Schließlich fordern die Verbände die Schaffung günstiger Rahmenbedingungen für die Festmistwirtschaft. Festmist sorgt für eine nachhaltige Nährstoffversorgung der Pflanzen, fördert den Humusaufbau und hält den Boden fruchtbar. Felix Prinz zu Löwenstein fordert, die Ausbringung von Kompost und Festmist auf gefrorenem Boden zu erlauben. „Für den Gewässerschutz ist wenig gewonnen, wenn mit der Verordnung Betriebe belastet werden, die gar nicht die Verursacher der Nitratüberschüsse sind. Das ist aber der Fall, wenn die Ausbringung von Kompost und Festmist im Winter verboten wird, obwohl diese Art des Düngens auf gefrorenem Boden bodenschonend ist und nicht zu schädlichen Austrägen ins Grundwasser führt. Solche Auflagen würden gerade kleinere und die extensiv wirtschaftenden Betriebe belasten“, erklärte er in einer Pressemitteilung des BÖLW.

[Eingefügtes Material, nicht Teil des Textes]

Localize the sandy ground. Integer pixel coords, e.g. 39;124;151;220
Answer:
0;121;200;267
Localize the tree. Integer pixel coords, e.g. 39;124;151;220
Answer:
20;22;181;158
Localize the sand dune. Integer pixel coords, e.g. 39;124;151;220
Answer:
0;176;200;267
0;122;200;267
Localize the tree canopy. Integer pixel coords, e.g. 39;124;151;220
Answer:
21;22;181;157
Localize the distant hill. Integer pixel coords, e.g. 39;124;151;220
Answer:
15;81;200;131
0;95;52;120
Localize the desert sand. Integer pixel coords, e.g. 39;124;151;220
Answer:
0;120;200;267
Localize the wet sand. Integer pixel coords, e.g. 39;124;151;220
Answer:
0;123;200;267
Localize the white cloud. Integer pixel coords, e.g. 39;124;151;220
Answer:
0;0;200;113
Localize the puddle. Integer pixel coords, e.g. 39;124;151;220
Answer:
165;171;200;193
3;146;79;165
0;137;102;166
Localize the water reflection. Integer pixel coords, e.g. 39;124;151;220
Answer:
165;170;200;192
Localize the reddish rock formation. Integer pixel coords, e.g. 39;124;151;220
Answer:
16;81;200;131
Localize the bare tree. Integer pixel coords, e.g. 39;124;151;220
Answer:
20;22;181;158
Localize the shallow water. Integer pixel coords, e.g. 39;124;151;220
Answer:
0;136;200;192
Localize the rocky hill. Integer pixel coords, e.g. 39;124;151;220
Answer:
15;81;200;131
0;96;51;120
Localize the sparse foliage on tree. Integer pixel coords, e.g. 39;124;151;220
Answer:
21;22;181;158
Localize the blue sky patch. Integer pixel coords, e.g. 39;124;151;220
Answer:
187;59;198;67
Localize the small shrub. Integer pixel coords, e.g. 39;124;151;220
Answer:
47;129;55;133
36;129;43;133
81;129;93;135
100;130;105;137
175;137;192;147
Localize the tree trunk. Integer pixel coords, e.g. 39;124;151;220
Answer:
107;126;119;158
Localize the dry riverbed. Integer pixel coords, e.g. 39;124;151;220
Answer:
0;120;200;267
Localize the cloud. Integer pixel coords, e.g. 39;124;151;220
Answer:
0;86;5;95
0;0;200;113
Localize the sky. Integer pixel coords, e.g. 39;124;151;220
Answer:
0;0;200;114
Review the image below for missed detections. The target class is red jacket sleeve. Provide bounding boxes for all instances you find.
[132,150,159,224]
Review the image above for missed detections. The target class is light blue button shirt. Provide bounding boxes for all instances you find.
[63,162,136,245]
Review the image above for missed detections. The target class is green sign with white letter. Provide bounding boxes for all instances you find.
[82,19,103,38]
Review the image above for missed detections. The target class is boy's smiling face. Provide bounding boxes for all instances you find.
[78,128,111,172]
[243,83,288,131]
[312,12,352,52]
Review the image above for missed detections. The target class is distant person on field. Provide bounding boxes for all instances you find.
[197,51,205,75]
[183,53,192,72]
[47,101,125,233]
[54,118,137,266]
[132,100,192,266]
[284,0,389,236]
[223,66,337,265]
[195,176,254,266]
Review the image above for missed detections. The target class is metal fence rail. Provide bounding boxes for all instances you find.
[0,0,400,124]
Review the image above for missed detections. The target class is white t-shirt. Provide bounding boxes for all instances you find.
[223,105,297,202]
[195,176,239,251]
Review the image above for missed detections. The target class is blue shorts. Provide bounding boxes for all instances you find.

Außerdem kritisierte er, die im Entwurf der Düngeverordnung vorgesehenen Regelungen würden auch den Bio-Anbau in Gewächshäusern faktisch unmöglich machen, obwohl davon überhaupt keine Gefahr fürs Grundwasser ausgehe. Es wäre absurd, wenn durch die Novelle der Düngeverordnung der Ökolandbau als die mit Abstand gewässerschonendste Form von Landwirtschaft belastet würde.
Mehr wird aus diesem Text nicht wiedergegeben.